Auf dem Friedhof am Rande des Orts mit seinen einst 36 000 Einwohnern liegen auch anonyme Gräber nicht identifizierter Toter. Auf vielen anderen Ruhestätten wehen die blau-gelben Flaggen der Ukraine, zu sehen sind Fotos der gefallenen Verteidiger des Landes.
Wie kein anderer Ort steht Butscha, eine gute halbe Stunde von der Hauptstadt Kiew entfernt, für die Gräueltaten des Kriegs. Auf dem Weg dorthin sind die Spuren der Kämpfe der ukrainischen Truppen gegen die russische Armee unübersehbar: an Gebäuden die Zerstörungen, es gibt Einschlaglöcher, zerborstene Scheiben und zertrümmerte Strassen.

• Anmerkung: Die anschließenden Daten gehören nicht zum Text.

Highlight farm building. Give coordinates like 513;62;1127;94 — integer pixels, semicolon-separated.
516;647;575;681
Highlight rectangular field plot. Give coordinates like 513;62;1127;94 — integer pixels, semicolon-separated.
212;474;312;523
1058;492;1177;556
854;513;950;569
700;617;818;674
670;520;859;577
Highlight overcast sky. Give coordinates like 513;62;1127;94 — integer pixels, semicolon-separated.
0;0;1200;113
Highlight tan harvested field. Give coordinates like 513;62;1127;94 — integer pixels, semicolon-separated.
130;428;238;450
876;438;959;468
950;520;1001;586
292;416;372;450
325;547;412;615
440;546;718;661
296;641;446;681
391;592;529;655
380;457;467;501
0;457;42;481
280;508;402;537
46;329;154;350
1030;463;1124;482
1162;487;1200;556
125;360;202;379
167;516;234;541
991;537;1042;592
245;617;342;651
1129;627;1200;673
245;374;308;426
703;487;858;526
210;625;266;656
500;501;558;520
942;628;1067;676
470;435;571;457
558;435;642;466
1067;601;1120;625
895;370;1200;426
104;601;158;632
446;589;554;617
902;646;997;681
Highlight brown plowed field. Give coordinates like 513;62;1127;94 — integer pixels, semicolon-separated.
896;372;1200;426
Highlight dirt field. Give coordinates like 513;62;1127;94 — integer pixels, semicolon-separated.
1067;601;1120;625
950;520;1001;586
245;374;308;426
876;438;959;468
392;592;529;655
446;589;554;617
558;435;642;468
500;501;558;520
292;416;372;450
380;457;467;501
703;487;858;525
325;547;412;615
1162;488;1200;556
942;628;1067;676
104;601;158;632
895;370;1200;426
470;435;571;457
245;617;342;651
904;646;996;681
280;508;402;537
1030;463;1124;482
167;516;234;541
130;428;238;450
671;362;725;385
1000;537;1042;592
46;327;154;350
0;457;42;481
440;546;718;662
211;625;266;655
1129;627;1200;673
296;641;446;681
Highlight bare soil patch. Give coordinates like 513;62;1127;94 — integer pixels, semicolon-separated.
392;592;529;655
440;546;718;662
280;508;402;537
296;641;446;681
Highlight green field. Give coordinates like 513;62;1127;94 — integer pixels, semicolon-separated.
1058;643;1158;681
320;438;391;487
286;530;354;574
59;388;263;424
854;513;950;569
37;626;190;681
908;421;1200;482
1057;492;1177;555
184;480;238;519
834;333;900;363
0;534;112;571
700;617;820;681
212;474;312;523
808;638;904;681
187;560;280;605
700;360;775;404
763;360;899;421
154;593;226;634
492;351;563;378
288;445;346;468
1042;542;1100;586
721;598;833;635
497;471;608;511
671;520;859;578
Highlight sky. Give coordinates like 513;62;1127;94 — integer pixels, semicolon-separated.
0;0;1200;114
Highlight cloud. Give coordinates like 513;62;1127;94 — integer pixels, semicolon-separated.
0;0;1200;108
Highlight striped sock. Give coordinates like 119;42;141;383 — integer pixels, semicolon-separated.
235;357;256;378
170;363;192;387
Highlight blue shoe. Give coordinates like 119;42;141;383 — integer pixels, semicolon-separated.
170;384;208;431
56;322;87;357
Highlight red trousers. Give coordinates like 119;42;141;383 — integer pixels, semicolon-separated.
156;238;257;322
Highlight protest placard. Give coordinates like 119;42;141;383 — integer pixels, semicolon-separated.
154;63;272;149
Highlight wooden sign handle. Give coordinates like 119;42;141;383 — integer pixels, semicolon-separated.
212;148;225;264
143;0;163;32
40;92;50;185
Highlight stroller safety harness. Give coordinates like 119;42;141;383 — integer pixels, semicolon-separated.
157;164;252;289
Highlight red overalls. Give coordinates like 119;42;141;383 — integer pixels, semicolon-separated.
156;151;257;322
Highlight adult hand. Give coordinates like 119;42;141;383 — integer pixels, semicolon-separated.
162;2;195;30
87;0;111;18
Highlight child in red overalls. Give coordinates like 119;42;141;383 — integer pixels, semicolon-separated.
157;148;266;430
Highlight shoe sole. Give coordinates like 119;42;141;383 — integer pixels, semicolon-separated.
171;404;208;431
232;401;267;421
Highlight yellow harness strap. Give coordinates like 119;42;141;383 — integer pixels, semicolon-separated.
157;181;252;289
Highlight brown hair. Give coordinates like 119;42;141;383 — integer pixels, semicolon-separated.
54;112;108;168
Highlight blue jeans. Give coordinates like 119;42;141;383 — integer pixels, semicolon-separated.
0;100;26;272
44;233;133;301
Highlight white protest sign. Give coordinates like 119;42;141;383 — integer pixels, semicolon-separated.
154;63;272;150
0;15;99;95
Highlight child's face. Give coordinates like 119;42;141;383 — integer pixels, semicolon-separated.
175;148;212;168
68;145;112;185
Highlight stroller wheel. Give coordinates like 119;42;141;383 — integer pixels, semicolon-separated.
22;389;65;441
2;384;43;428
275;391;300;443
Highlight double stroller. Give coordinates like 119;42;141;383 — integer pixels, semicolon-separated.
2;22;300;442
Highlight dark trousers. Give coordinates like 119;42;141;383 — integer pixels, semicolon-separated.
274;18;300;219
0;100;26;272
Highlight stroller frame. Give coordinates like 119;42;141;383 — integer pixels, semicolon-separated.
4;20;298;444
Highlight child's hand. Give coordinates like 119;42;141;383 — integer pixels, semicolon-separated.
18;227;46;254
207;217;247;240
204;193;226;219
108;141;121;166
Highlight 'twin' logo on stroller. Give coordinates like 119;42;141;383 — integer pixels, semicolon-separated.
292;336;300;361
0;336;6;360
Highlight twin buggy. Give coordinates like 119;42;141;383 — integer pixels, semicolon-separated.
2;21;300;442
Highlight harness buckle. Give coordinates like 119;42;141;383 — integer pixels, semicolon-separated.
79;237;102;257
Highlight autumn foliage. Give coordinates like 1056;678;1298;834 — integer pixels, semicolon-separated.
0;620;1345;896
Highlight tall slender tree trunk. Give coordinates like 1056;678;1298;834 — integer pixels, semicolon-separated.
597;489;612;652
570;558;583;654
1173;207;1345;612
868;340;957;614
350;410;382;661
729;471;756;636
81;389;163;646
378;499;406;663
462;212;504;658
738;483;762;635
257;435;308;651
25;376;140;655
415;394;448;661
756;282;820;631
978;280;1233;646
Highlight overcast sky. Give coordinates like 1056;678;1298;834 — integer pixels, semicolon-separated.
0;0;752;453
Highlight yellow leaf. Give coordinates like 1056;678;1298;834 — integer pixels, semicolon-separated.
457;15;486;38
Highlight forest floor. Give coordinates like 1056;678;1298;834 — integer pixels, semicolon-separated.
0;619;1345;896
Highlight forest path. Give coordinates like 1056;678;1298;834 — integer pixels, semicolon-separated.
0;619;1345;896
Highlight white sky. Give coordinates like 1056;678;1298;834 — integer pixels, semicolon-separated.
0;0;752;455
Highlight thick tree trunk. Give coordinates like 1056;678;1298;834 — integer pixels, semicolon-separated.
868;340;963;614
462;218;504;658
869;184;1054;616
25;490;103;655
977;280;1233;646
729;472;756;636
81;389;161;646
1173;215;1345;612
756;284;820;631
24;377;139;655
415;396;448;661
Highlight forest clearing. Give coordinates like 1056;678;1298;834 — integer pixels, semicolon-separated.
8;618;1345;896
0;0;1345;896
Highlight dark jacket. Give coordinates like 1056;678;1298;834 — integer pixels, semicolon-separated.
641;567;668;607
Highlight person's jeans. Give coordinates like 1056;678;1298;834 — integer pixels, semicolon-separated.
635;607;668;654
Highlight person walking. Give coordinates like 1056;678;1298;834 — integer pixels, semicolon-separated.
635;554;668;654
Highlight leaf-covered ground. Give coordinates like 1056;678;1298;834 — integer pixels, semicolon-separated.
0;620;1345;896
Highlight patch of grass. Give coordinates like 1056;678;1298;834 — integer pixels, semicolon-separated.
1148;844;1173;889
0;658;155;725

Vor einem Jahr, am 2. April, nur Tage nach dem russischen Abzug, gingen auch die Bilder von Leichen auf der Jablunska-Strasse um die Welt. Sie liegt weit abseits des Zentrums von Butscha in einer Siedlung mit kleinen Häusern und überschaubaren Grundstücken. Einige der Toten hatten auf dem Rücken gefesselte Hände. Ein toter Mann lag neben seinem Fahrrad. Ein Jahr später ist in der Strasse kaum noch etwas zu sehen von den Szenen der Gewalt. Einschusslöcher an Zäunen und Gebäuden zeugen von Kämpfen. Die Strasse ist menschenleer.
Nach unterschiedlichen Angaben sollen allein in Butscha entweder 422 oder 461 Zivilisten getötet worden sein. Generalstaatsanwalt Andrij Kostin spricht sogar von 700 Menschen, die nach dem russischen Einmarsch ums Leben gekommen seien. Kostin berichtet zudem von bereits 91 identifizierten russischen Soldaten, die an den über 9000 registrierten Kriegsverbrechen im Kreis Butscha beteiligt gewesen sein sollen. «Folter, Mord, sexuelle Gewalt. Das ist das wahre Gesicht der «russischen Welt» und des Regimes der Russischen Föderation, das auf der völligen Missachtung der Prinzipien der Menschenrechte gegründet ist», sagte Kostin im Februar.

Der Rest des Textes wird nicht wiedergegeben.